Week 4 : Two-Sample t-tests
This week we will explore how to use Jamovi to test hypotheses about a dataset using t-tests. We will touch on some revision from previous weeks so please do jump back to past computer practicals for revision if required
![]() |
Quantitative Methods |
|---|---|
| Independent samples t-tests | |
| Paired samples t-tests | |
| Assumptions of parametric tests |
![]() |
Data Skills |
|---|---|
| Computing a new variable from existing data | |
| Computing checks for normality and homogeneity of variance |
![]() |
Open Science |
|---|---|
| Exploring and understanding new datasets |
1. The Dataset
We’ll be working with the dataset we collected after the break during the lecture in Week 3. This is a partial replication of a study published in the journal Psychological Science (Miller et al. 2023). The original paper found the following results summarised in the abstract.

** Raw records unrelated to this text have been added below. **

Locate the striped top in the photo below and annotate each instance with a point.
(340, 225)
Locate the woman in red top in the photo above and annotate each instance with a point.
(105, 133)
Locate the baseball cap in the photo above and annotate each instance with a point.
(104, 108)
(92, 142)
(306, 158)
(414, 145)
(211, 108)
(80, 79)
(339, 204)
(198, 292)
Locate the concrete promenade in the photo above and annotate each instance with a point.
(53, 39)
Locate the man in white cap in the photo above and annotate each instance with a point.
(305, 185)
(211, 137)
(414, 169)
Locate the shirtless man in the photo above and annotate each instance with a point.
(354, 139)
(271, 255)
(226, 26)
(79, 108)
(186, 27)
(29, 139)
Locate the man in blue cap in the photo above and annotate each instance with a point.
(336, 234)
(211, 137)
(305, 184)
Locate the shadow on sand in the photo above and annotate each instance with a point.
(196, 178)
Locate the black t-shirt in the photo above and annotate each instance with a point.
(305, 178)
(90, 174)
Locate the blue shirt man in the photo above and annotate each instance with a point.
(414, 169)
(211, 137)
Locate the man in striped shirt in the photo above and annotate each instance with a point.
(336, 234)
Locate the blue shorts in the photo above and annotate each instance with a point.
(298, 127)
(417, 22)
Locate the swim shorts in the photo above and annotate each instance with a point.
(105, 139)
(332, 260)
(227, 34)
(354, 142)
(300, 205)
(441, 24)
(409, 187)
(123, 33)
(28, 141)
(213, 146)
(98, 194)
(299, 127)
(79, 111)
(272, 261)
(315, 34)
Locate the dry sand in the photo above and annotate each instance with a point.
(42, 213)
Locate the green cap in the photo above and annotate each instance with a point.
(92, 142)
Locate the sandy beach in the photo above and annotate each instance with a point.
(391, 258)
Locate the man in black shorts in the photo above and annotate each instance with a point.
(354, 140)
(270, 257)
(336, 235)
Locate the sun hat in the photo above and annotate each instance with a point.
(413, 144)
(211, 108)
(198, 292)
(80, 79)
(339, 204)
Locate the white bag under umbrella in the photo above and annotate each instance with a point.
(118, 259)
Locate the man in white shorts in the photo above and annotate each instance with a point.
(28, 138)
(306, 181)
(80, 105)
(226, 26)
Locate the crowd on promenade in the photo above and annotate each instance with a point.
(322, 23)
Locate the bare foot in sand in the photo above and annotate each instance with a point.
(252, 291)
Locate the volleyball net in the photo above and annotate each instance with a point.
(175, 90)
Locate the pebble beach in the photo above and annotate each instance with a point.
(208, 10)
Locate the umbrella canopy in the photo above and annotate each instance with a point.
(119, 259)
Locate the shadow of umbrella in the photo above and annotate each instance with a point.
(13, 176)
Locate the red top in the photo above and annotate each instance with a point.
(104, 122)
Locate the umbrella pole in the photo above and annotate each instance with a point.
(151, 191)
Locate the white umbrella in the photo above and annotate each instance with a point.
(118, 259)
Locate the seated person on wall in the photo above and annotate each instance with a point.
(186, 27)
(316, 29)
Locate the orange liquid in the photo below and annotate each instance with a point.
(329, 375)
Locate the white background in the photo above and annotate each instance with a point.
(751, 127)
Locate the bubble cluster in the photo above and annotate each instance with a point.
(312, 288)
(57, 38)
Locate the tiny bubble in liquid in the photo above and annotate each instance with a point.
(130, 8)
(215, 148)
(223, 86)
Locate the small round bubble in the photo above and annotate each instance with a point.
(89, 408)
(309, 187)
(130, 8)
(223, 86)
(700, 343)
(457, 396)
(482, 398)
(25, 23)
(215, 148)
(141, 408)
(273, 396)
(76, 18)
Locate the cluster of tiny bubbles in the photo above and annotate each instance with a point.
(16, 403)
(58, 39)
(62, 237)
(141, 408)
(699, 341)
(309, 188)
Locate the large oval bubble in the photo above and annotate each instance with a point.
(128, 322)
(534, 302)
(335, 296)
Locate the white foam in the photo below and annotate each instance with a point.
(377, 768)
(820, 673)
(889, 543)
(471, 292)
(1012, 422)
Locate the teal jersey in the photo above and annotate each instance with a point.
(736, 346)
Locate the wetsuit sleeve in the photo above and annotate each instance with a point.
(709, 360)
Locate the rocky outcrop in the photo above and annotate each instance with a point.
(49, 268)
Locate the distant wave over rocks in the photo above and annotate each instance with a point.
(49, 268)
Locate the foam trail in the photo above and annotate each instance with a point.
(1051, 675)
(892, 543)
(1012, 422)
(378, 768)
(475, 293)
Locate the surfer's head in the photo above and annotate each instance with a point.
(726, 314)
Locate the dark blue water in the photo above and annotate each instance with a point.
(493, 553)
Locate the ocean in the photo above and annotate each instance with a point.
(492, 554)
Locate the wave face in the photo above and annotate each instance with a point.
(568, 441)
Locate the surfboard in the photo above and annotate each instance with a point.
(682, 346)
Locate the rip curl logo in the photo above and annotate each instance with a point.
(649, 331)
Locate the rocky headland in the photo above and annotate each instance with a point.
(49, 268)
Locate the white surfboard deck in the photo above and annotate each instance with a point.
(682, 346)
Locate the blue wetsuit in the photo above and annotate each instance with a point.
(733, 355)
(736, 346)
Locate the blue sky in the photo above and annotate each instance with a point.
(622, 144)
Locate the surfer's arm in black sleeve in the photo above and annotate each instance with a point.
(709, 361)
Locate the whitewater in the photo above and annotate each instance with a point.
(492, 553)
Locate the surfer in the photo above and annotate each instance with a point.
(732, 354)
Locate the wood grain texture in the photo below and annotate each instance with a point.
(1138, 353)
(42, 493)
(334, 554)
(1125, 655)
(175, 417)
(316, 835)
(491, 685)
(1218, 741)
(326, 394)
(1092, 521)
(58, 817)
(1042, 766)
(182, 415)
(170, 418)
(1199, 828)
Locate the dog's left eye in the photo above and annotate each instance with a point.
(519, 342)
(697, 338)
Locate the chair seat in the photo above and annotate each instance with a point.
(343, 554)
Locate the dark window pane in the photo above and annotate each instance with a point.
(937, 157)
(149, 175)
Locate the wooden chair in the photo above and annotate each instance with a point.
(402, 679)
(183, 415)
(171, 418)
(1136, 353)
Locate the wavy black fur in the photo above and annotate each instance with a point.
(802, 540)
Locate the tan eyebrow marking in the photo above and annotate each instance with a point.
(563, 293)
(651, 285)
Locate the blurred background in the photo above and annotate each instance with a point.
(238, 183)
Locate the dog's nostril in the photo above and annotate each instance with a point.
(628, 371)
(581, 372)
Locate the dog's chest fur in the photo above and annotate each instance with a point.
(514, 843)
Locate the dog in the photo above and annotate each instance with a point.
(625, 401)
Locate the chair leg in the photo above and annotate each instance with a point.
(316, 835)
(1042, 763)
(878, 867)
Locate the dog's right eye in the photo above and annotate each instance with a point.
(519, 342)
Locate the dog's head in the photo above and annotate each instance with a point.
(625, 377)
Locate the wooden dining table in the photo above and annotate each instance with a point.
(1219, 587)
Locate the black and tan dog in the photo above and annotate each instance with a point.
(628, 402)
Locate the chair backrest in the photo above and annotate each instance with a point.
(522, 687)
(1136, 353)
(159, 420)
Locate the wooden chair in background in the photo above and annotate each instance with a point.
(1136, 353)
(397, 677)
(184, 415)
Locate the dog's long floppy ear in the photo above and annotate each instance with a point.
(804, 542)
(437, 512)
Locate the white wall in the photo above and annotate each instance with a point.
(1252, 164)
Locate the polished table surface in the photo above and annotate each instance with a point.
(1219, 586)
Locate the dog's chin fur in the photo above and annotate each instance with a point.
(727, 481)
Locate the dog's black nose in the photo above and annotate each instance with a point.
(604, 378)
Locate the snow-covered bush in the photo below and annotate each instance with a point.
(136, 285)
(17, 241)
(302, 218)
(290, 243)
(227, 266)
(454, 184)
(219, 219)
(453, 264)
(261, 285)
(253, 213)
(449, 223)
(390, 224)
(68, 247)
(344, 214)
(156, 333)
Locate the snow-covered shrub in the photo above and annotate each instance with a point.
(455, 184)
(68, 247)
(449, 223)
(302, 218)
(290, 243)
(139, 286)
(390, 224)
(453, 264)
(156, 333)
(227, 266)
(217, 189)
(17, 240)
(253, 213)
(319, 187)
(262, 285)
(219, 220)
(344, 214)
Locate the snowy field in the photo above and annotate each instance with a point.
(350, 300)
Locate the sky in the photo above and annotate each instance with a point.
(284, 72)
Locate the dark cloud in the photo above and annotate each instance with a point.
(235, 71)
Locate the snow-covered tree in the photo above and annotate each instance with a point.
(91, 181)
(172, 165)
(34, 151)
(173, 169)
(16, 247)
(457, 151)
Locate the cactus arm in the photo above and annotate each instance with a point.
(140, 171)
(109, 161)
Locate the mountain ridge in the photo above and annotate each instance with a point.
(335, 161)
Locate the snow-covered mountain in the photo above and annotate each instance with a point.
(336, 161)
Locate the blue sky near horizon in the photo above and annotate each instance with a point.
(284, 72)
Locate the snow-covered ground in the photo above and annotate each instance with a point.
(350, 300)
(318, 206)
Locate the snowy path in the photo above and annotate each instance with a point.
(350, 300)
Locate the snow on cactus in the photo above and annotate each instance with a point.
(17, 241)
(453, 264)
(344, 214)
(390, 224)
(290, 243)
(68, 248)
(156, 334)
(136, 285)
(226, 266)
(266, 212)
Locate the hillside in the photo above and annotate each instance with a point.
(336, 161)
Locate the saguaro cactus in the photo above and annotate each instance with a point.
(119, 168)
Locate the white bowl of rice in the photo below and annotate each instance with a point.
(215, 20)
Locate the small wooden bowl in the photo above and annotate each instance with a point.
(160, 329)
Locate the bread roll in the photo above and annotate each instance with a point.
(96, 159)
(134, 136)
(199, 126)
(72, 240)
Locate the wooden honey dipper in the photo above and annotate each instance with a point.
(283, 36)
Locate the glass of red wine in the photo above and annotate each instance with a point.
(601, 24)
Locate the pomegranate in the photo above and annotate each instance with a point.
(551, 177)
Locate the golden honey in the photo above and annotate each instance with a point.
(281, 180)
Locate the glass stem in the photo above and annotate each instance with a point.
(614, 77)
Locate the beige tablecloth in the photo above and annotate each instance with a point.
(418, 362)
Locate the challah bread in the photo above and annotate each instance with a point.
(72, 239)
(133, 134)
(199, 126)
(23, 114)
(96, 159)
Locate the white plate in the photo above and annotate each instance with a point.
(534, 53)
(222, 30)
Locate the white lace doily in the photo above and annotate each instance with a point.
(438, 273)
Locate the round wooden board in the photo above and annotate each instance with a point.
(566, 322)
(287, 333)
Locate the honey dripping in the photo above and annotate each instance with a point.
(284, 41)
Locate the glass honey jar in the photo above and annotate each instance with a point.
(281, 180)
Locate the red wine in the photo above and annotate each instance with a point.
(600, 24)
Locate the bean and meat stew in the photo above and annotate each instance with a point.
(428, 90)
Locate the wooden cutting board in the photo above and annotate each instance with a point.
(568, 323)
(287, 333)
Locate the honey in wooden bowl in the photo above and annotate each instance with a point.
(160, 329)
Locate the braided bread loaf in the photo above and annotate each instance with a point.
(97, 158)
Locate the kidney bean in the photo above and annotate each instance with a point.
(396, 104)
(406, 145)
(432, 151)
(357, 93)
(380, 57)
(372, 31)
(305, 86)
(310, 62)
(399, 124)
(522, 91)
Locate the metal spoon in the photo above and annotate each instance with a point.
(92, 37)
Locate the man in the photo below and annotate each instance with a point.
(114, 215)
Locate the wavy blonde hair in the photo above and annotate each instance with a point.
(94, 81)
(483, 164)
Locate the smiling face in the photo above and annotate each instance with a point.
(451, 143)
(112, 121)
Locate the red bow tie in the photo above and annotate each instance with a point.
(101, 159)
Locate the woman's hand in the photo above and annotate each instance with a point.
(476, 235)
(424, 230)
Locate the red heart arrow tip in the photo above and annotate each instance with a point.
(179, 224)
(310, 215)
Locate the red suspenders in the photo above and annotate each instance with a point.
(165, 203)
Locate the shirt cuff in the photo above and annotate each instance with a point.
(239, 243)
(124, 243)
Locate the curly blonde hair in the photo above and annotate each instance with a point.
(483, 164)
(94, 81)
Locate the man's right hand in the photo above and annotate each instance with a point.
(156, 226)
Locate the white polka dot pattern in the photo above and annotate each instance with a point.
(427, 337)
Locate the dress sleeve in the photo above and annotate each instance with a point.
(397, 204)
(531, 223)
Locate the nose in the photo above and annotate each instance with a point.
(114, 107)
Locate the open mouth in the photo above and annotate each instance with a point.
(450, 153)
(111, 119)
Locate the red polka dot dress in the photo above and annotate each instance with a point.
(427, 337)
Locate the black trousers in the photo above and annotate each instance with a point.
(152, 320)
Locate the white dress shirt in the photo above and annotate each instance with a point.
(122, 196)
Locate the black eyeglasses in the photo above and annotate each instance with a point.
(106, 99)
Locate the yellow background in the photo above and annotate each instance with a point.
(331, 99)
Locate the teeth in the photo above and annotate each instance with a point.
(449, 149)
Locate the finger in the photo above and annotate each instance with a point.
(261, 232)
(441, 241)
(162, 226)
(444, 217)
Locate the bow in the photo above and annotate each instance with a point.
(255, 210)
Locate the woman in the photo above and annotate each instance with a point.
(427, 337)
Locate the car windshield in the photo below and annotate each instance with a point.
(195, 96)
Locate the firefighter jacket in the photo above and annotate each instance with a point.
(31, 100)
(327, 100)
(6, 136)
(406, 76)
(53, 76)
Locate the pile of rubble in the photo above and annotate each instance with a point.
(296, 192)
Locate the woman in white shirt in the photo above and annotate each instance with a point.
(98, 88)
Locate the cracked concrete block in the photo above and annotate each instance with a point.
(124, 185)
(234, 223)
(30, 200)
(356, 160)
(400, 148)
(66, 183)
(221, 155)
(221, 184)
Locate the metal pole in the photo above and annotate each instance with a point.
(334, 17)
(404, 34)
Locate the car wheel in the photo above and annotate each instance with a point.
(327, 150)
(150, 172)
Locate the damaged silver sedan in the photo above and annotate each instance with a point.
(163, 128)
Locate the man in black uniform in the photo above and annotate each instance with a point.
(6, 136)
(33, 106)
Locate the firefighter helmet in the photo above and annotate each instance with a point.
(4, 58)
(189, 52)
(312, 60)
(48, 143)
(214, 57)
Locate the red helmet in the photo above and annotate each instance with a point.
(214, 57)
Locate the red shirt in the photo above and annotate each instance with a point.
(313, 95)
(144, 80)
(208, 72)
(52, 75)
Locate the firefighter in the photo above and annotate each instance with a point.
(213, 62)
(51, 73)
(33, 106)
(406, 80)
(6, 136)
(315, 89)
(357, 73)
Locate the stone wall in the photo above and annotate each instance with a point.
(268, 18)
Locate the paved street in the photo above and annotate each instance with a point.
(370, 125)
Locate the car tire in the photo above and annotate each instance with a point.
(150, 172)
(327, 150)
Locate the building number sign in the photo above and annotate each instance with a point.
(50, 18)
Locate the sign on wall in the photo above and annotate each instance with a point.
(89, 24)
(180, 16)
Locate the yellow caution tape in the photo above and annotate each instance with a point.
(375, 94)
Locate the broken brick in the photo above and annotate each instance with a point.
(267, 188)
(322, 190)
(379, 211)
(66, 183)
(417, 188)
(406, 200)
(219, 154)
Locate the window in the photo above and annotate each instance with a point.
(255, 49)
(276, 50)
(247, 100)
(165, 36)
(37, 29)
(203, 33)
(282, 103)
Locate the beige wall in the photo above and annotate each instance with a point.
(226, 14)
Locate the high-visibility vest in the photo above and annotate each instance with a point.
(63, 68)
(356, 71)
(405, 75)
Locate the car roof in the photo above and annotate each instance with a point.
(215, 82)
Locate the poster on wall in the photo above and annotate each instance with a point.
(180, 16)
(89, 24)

Recent evidence shows that AI-generated faces are now indistinguishable from human faces. However, algorithms are trained disproportionately on White faces, and thus White AI faces may appear especially realistic. In Experiment 1 (N = 124 adults), alongside our reanalysis of previously published data, we showed that White AI faces are judged as human more often than actual human faces—a phenomenon we term AI hyperrealism. Paradoxically, people who made the most errors in this task were the most confident (a Dunning-Kruger effect). In Experiment 2 (N = 610 adults), we used face-space theory and participant qualitative reports to identify key facial attributes that distinguish AI from human faces but were misinterpreted by participants, leading to AI hyperrealism. However, the attributes permitted high accuracy using machine learning. These findings illustrate how psychological theory can inform understanding of AI outputs and provide direction for debiasing AI algorithms, thereby promoting the ethical use of AI.
We ran a quiz that students in the lecture could join on their phones/laptops. There were two parts to the quiz:
The faces section included 12 faces that were either photographs or real people or AI generated images of people. The stimuli were taked from the materials released by (Miller et al. 2023) on the Open Science Framework. Responses were either ‘Real person’ or ‘AI generated’.
The confidence section asked participants to rate their confidence in their ability to do the following three things.
- Distinguish real photos of people from AI generated images (Experimental condition)
- Distinguish photos of happy people from photos of sad people (Emotional control condition)
- Distinguish photos of people you used to know in primary school from strangers (Memory control condition)
Scores were recorded on a scale from 1 (Completely confidence) to 10 (Not at all confident). The confidence section was repeated before and after the faces section to see if participants confidence changed as a result of doing the AI faces task
2. The Challenge
This week we will use both one sample and two sample t-tests to explore the following hypotheses.
- People are able to distinguish AI generated faces from real photos of humans.
- Confident people are better at distinguishing AI faces from real faces.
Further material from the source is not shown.